3 strange things about data archival
I used to regard data archival as pretty boring. Yes, I took briefings from companies like Bit by Bit (bought by OuterBay), OuterBay (acquired by HP) and Princeton Softech (now part of IBM) but this was more a matter of duty rather than any great interest. I had a brief flicker of interest when SAND introduced its Archive Server but this was more because of the technology than archival per se. Basically, all I figured that these companies were doing was building a better mousetrap: data archival has such blindingly obvious cost and performance benefits that it seemed clear that any company with even half a brain spread across its IT department would have implemented it years ago, so I pretty much ignored the whole space. It thus came as a shock to me last year to discover that actually it is only a (small) minority of companies that have implemented data archival. Is it that that is strange or the fact that there are so many IT departments that lack half a brain?

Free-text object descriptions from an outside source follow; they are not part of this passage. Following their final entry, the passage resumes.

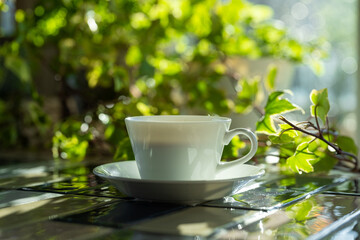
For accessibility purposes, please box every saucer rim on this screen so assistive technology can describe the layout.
[93,161,265,184]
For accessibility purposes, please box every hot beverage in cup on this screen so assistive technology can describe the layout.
[125,115,257,181]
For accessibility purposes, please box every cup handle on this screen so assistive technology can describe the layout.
[217,128,258,171]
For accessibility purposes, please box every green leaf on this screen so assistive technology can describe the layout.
[310,88,330,125]
[265,64,277,91]
[269,134,294,144]
[265,96,298,115]
[136,102,153,115]
[87,61,103,88]
[256,91,302,134]
[248,5,273,23]
[309,58,324,76]
[279,124,298,137]
[188,3,211,37]
[51,119,93,161]
[235,77,259,114]
[114,137,134,161]
[125,45,142,66]
[130,12,151,29]
[308,138,328,153]
[216,0,244,24]
[286,142,316,173]
[15,9,25,22]
[269,125,298,144]
[52,131,90,161]
[312,155,338,172]
[256,115,277,134]
[113,66,128,92]
[336,136,358,155]
[304,138,337,172]
[148,57,182,75]
[222,135,246,159]
[5,55,31,82]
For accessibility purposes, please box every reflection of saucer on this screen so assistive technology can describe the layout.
[93,161,264,205]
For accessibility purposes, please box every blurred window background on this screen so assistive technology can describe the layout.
[254,0,358,139]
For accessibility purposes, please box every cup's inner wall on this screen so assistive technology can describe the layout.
[125,115,231,123]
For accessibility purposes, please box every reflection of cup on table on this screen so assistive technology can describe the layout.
[125,115,258,181]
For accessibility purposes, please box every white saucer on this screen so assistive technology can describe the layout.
[93,161,264,205]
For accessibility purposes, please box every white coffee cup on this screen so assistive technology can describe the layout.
[125,115,258,181]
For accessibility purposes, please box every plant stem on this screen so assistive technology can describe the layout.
[314,106,323,138]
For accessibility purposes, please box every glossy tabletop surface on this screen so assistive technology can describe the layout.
[1,154,360,240]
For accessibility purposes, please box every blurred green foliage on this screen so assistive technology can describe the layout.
[0,0,328,163]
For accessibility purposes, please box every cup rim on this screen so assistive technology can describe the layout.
[125,115,231,123]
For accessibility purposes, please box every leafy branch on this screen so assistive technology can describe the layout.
[255,88,358,173]
[279,115,358,171]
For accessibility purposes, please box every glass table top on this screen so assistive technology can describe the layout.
[1,157,360,240]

Another thing that is strange, and which perhaps explains the preceding discussion, is that most data archival products do not work on the basis of archiving the data you aren’t using, which seems the most obvious reason for archival (though there are others). Certainly that is true of both IBM, which is the market leader, and Informatica (which acquired Applimation in February), which is the market for leader for archiving data from packaged applications such as SAP. The best approximation to data you aren’t using is arguably time-based archival but this is an extremely blunt instrument. What you really want to be able to do is to archive data that is not being used: so called dormant data. Now it is not unlikely that IBM, Informatica and other vendors are planning to introduce dormant discovery. Indeed, it is a little while since I had a briefing from IBM on this (I have one arranged in early June) so they may have already done so. However, that’s not really the point. What really is the point is that I wrote a product review of Amdahl (Fujitsu) SUNRISE in 2000. In that paper I described how this product was able to determine non-changing (in other words, dormant) data by monitoring how applications were actually used. I guess I naturally assumed that other vendors would have followed suit. It’s pretty strange that they’ve taken a decade to do so. And perhaps it explains why data archival hasn’t been as successful as it should have been: maybe it’s the vendors who lack half a brain.
The third strange thing about data archival is not so much about archiving itself but the fact that one of its core underlying technologies is not fully appreciated. I refer to the fact that to archive data effectively you need to ensure that the data is referentially intact and this is much easier to achieve if you work at the level of business entities rather than at the table level. Both IBM Optim and Informatica (Applimation) do this. However, while Informatica is clear that this also has significant advantages in other areas where you want to move data around, for example data migration, IBM has been slow to move in this direction. Certainly, the recent acquisition of Exeros indicates that the company understands the importance of understanding relationships but this isn’t the same thing as explicitly supporting the migration of business entities as opposed to database tables. In this case I don’t think its anything to do with lack of brainpower but the fact that they are too busy doing other (and arguably too many) things. Nevertheless, I think they are missing a trick by not recognising that data migration and similar activities have special requirements that they could exploit using technology imported from Optim, and that’s strange.